The following table shows the characteristic parameters of vascular prostheses according to the invention for comparison with known vascular prostheses made of polyester threads.

Characteristics - parameters Vascular spandex prosthesis material PES vascular prosthesis material Tex 2.2 4.4 7.3 15.6 5 + 9.3 5x2 ⁺ 9, .3 5 + 9.3 x 2 Machine division (to 25.4 mm) 32 32 32 30 32 32 32 Strength (N/mm d) 4 6 1 1 23 14 18 25 Elongation (%) 300 300 900 1 465 210 200 250 Wall thickness (mm) 0.10 0.15 0.20 0.35 0.49 oh, .54 0.57 Rigidity (N/mm) 0.08 0.10 0.23 0.35 4.20 4, .80 5.0 Water permeability (ml/min) 0 0 0 0 2,400 1,550 1,600

The comparison of parameters shows that vascular prostheses made of spandex material are less rigid, have practically zero permeability and thin walls. Experiments were conducted on experimental dogs to determine the passage of the blood pulse wave.

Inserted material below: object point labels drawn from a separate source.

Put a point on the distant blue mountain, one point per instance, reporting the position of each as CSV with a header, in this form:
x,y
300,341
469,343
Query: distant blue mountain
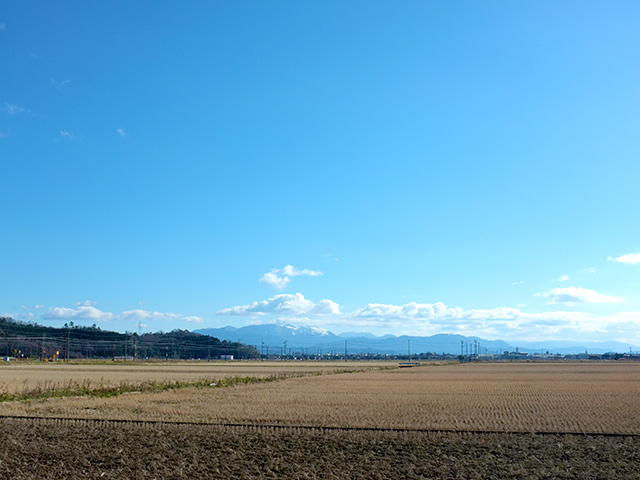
x,y
315,340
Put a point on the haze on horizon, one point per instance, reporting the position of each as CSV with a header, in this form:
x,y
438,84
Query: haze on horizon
x,y
405,168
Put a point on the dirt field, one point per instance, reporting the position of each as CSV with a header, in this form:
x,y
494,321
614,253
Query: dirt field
x,y
479,405
515,397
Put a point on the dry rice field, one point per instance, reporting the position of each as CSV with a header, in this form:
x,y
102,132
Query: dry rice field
x,y
16,377
499,420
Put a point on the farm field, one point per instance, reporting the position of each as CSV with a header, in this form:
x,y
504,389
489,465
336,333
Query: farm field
x,y
493,420
46,449
16,377
504,397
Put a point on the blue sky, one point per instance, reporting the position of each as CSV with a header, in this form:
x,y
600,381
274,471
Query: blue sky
x,y
391,167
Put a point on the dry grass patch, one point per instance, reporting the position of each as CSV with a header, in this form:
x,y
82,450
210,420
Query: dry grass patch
x,y
577,397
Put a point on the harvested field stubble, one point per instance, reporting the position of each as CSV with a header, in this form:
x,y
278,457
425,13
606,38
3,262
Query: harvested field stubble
x,y
54,449
579,398
18,377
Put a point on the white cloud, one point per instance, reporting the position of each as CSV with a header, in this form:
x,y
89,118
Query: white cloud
x,y
86,303
274,280
630,258
193,319
573,295
146,315
13,109
279,277
83,312
285,304
32,307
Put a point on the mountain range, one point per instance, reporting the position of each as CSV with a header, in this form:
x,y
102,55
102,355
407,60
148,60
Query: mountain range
x,y
312,340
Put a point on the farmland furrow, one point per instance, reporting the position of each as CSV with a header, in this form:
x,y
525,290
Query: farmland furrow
x,y
258,426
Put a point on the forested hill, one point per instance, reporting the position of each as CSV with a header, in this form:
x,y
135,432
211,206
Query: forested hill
x,y
27,340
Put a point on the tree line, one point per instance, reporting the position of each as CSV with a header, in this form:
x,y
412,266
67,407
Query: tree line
x,y
23,340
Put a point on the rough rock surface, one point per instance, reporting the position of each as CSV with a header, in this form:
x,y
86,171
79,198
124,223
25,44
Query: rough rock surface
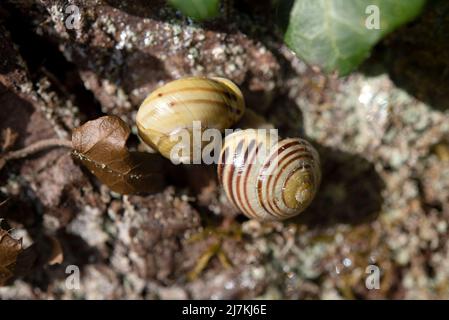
x,y
384,144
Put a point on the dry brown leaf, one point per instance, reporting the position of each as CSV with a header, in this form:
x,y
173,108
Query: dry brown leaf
x,y
10,249
100,145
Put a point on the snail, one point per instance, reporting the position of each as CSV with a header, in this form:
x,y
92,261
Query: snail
x,y
214,102
267,178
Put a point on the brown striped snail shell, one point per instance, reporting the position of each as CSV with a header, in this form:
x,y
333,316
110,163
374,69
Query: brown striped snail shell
x,y
215,102
267,178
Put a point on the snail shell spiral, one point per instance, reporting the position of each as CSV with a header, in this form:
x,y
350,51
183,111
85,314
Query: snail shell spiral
x,y
267,178
214,102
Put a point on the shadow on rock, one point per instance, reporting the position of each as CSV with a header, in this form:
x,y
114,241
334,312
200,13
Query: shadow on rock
x,y
417,56
350,191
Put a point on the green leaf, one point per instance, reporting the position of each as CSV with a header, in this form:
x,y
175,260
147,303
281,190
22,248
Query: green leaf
x,y
197,9
334,34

The curve of the blood pulse wave recording on the registration device practically did not differ from the curve recorded on a healthy animal.

Claims (3)

SUBJECT OF THE INVENTION Knitted vascular prosthesis in a single-weave bond, suitable for providing a pulse wave of blood, characterized in that it is formed from at least one polyurethane thread having a fineness of 2.2 tex to 15.6 tex. Knitted vascular prosthesis according to claim 1, characterized in that it is formed in all rows in a covered weave of two interwoven yarns of the same or different fineness. Knitted vascular prosthesis according to items 1 and 2, characterized in that the stitches of the two interwoven threads are formed from one loose thread and one tensioned thread.